3. **Lightweight Action Decoder**: Convert natural language into control commands such as waypoints/trajectories; trained independently without affecting the VLM backbone.

## Experimental Design and Evaluation Framework

### Dataset
Use nuScenes (multimodal scenes) and Waymo Open Dataset (large-scale high-quality).

### Evaluation Metrics
- **Driving Performance**: L2 displacement error, collision rate, route completion rate.
- **General Ability Retention**: MMMU (multimodal reasoning), MMStar (vision-language benchmark), VQA benchmarks, compared with the original VLM before fine-tuning.

### Ablation Experiments
Three configurations are designed to verify component contributions:
| Configuration | Action Format | Fine-tuning Method |
|---|---|---|
| Baseline | Numerical Label | Full Fine-tuning |
| Ablation 1 | Numerical Label | LoRA |
| Ablation 2 (This Project) | Natural Language | LoRA |

## Method Comparison and Advantages

| Method | Action Format | Fine-tuning Method | Catastrophic Forgetting Degree |
|---|---|---|---|
| Standard VLA (EMMA, OpenDriveVLA) | Numerical Label | Full Fine-tuning | ✅ Severe |
| Dual-system VLA (Senna) | Mixed Format | Full Fine-tuning | ✅ Moderate |
| This Project's Scheme | Natural Language | LoRA Only | ❌ Minimized |

By changing the action representation and fine-tuning strategy, this scheme achieves task adaptation while preserving the model's general capabilities.

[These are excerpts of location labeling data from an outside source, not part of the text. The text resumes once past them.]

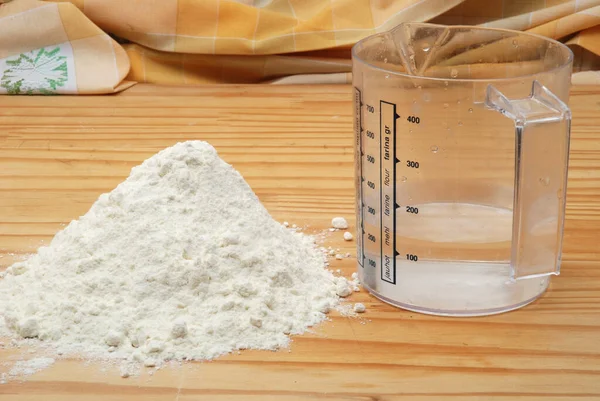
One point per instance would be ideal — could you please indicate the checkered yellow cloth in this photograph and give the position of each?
(104, 46)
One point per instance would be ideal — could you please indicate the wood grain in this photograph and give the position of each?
(294, 147)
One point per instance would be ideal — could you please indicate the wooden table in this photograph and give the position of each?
(294, 147)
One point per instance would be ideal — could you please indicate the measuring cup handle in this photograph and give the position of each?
(542, 129)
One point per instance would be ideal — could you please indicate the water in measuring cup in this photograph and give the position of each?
(436, 210)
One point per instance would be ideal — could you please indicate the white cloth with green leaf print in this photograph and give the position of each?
(43, 71)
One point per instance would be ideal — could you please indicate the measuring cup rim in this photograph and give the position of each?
(569, 59)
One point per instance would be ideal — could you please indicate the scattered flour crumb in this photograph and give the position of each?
(339, 223)
(29, 367)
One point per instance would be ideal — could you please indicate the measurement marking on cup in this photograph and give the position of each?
(360, 238)
(387, 190)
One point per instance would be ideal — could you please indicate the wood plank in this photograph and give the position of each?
(293, 144)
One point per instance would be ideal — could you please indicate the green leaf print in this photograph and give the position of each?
(35, 72)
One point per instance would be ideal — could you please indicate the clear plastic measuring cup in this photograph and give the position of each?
(462, 144)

## Research Significance and Outlook

### Research Significance
1. **Autonomous Driving Field**: Provides a new idea for VLA training without sacrificing general capabilities.
2. **Catastrophic Forgetting Research**: Alleviates mismatch from the perspective of data distribution and provides a practical solution.
3. **Lightweight Fine-tuning**: Verifies the feasibility of LoRA in complex autonomous driving scenarios.

### Outlook
This study provides insights for neural network transfer learning: changing data representation to match the pre-training distribution can alleviate catastrophic forgetting. As large models are increasingly applied in vertical fields, such research will become more important.